Stress e Sclerosi Multipla
Con una diagnosi di Sclerosi Multipla, lo stress potrebbe annidarsi in vari ambiti e manifestarsi all’ improvviso, amplificando tutto lo stress che già fa parte della vita quotidiana.

L’articolo si propone di descrivere lo stress derivante dalla diagnosi di Sclerosi Multipla, considerando vari ambiti in cui esso può presentarsi.

Lo stress che non fa vivere bene

Si vive una vita piena di impegni,  responsabilità,  pensieri rispetto al futuro. Tutto questo porta le persone spesso a caricarsi di stress e frustrazioni che rendono difficile affrontare le varie attività della vita.

Un certo quantitativo di stress è “tollerabile” per l’essere umano ed aiuta anzi ad affrontare le vicissitudini in maniera più propositiva; ma quando questo affaticamento diventa eccessivo, allora potrebbe rallentare il tenore di vita o far diminuire le attività quotidiane. Ci si potrebbe “bloccare” in un turbinìo di stress che limita le energie positive impiegate nel fare.

Stress e Sclerosi Multipla

Con una diagnosi di Sclerosi Multipla, lo stress potrebbe annidarsi in vari ambiti e manifestarsi all’ improvviso, amplificando tutto lo stress che già fa parte della vita quotidiana.

Si può riflettere, a tal proposito, su tutto ciò che di concreto e pratico comporta la diagnosi.

In primis, gli esami che bisogna periodicamente sostenere e che, insieme alle visite dal neurologo, possono generare stress derivante dalle aspettative, dai pensieri positivi o negativi. Si aggiunge la risonanza magnetica, che permette di visionare eventuali modificazioni su un piano biologico e quindi il progredire della malattia: ciò può generare stress che va ad amplificare tutto l’assetto preesistente, come se questo stress aggiuntivo fosse una grande goccia che si riversa su un vaso già ricolmo, facendolo cadere.

Nel caso, poi, di un responso tale da dover cambiare farmaci, lo stress potrebbe nascere dal non riuscire a trovare fisicamente il farmaco; o dal dover scegliere tra due o più farmaci che comportano effetti collaterali diversi. Ci si chiede: «Quale prendo? Il farmaco che mi genera febbre o il farmaco che può comportare disturbi intestinali?» e questi pensieri alimentano lo stress (ne abbiamo parlato qui).

Altro esempio ancora è quello di una persona con disabilità che incontra delle difficoltà nel trovare un lavoro: si sommano dunque più eventi stressanti.

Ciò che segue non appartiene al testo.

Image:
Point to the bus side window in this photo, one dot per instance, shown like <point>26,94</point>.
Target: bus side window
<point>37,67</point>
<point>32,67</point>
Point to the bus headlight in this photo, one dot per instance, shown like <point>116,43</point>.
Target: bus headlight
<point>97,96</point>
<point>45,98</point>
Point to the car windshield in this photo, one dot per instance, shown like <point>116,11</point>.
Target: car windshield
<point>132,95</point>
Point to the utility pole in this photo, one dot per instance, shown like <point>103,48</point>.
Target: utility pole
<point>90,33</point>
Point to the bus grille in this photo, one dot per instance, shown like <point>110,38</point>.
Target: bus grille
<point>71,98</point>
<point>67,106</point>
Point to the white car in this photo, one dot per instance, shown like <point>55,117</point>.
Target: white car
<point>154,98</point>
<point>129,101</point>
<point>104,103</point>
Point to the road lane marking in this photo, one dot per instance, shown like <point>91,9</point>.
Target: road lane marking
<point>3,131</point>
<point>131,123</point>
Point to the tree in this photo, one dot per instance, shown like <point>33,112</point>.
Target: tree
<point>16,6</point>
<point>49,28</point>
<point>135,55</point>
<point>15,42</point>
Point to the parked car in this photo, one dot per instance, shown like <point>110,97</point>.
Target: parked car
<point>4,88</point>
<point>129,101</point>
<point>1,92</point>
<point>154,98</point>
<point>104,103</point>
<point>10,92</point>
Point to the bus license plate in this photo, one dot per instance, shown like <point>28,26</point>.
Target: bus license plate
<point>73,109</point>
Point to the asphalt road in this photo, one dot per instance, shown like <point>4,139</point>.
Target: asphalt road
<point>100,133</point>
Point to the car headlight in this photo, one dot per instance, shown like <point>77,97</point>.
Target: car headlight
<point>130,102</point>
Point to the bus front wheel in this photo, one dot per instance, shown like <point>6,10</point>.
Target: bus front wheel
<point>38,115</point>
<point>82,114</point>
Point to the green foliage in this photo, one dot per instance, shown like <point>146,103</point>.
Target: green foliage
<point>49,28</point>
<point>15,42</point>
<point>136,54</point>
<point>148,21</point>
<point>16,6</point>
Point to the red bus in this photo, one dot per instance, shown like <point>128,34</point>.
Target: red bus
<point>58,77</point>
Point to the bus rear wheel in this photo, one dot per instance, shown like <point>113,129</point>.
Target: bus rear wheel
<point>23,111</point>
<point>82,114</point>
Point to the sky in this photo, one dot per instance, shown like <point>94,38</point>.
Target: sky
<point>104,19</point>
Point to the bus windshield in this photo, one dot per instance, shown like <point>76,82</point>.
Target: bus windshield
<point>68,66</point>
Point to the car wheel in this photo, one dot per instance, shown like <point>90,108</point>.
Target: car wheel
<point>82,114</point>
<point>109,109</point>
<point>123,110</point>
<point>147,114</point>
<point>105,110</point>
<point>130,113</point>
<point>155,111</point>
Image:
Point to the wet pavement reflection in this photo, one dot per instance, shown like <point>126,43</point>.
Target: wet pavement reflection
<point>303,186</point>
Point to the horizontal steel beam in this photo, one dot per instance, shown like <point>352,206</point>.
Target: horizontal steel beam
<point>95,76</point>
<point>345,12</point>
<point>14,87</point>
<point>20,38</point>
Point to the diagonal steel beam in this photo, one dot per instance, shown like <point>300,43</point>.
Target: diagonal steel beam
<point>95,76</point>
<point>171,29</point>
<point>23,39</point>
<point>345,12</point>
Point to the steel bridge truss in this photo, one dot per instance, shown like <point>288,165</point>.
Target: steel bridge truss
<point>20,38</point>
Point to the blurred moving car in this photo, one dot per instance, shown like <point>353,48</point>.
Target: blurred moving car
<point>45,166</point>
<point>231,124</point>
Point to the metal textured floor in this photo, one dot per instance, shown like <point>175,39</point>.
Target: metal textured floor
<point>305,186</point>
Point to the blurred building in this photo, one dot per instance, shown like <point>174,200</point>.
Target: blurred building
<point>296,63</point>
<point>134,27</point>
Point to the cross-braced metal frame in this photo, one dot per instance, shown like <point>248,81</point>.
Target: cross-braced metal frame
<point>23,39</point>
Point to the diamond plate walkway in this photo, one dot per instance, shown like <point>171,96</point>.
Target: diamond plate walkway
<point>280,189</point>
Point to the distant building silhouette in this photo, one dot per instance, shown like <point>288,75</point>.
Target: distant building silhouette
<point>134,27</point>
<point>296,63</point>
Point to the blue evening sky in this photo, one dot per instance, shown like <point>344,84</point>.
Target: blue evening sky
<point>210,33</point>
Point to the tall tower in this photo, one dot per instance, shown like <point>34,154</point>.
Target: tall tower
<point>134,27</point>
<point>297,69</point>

Nel momento in cui, poi, si presenta la possibilità di un colloquio per un impiego, va ad aggiungersi lo stress relativo al riferire la propria diagnosi. Ci si domanda: «Lo dico o non lo dico? Se lo dico potrei non sentirmi a mio agio anche se rientro nelle categorie protette; se non lo dico non potrei sostenere tutte le ore lavorative che mi spettano». Tutte le situazioni, insomma, si fanno complesse.

Cosa significa tutto questo stress?

Questi e molti altri esempi rendono conto dello stress relativo alla diagnosi di Sclerosi Multipla, che si addiziona a quello della vita di tutti i giorni. Il risultato è sentirsi sovraffaticati, senza riuscire a distinguere gli eventi stressanti, né a pensarli singolarmente.

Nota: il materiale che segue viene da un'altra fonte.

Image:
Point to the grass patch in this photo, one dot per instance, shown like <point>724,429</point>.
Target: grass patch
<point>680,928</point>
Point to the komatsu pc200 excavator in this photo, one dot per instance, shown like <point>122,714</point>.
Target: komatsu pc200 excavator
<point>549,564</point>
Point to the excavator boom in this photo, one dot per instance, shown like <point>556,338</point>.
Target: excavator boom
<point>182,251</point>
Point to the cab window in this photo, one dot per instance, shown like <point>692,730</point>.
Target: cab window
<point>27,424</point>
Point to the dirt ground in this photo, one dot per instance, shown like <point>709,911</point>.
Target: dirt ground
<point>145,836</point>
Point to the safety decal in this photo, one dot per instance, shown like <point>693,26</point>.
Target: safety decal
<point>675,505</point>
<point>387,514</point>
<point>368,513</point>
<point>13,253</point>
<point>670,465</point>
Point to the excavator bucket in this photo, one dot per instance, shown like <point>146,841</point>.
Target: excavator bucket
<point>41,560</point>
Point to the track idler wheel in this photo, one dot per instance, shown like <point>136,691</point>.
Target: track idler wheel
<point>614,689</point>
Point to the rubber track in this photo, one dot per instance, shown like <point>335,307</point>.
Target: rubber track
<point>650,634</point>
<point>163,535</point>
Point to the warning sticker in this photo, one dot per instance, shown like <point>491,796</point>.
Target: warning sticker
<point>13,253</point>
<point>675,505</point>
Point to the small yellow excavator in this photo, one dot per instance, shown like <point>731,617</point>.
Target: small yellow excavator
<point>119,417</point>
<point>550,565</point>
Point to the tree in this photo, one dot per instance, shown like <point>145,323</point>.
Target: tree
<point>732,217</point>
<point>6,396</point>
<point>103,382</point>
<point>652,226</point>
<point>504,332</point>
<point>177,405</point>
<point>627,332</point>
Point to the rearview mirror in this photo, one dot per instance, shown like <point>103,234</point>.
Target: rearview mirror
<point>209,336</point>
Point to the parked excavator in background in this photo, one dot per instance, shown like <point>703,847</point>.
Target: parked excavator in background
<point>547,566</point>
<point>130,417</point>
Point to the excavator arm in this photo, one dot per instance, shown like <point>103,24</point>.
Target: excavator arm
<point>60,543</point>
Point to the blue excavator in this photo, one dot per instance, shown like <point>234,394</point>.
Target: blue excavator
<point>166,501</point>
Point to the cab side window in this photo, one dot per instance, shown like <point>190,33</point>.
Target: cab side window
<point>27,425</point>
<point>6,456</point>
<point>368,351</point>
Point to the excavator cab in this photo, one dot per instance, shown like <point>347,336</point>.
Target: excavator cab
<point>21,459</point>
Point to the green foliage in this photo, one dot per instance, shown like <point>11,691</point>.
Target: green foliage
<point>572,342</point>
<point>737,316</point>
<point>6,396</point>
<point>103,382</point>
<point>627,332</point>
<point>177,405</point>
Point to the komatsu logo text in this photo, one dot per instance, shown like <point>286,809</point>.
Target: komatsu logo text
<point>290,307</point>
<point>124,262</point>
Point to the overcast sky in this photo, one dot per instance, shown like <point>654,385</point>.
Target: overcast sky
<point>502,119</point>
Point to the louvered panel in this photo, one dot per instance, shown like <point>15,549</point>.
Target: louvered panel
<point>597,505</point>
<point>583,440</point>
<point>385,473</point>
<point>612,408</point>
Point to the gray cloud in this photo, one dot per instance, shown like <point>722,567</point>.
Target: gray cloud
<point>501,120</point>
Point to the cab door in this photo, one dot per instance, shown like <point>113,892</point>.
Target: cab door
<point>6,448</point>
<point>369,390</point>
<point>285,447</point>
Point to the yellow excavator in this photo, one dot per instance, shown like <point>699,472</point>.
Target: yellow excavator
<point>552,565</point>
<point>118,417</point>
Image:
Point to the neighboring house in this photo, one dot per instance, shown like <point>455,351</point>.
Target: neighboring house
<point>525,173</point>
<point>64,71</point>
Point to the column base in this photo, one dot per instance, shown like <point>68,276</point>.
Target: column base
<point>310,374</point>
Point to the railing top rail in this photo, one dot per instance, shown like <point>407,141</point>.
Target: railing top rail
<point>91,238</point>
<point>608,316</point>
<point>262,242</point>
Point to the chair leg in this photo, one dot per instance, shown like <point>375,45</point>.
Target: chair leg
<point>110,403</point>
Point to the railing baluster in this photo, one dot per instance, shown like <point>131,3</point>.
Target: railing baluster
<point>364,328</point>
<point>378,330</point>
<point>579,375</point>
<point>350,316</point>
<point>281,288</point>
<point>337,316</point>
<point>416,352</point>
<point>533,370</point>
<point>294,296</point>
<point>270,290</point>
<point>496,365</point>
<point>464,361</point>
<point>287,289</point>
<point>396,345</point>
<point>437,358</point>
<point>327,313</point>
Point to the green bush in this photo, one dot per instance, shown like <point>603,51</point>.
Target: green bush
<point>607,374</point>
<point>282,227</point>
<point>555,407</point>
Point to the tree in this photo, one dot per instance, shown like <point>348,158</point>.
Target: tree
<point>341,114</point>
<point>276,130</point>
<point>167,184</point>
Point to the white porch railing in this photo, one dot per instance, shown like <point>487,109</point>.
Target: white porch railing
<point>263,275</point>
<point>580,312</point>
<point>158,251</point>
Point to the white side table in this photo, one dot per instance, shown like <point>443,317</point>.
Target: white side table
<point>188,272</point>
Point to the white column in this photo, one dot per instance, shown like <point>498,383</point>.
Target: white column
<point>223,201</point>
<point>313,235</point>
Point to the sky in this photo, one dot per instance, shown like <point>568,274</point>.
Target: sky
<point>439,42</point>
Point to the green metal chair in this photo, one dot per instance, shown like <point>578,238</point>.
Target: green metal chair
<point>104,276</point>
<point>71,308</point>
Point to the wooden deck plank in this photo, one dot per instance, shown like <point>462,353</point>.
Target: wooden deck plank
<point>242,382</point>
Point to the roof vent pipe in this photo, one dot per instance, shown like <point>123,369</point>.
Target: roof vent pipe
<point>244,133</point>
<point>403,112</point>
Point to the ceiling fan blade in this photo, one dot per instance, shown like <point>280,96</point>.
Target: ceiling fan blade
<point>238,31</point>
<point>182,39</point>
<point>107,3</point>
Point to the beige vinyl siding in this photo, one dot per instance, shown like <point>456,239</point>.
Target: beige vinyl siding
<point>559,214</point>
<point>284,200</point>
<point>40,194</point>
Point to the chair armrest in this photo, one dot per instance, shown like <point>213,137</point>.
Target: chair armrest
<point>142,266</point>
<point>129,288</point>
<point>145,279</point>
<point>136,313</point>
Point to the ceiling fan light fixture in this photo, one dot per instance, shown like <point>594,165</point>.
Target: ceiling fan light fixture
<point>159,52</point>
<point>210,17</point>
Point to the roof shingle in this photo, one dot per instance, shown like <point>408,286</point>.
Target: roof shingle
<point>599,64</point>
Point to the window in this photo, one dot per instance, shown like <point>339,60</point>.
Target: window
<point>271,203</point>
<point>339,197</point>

A questo punto sarebbe utile “smontare” questo unico blocco, così da poter riflettere sui singoli avvenimenti che recano stress. Ciò è possibile attraverso la parola e l’ascolto da parte di uno psicologo che accompagna nel processo di “decostruzione e ricostruzione” degli eventi stressanti, oltre che accompagnare nella comprensione del significato di tutto ciò che reca stress.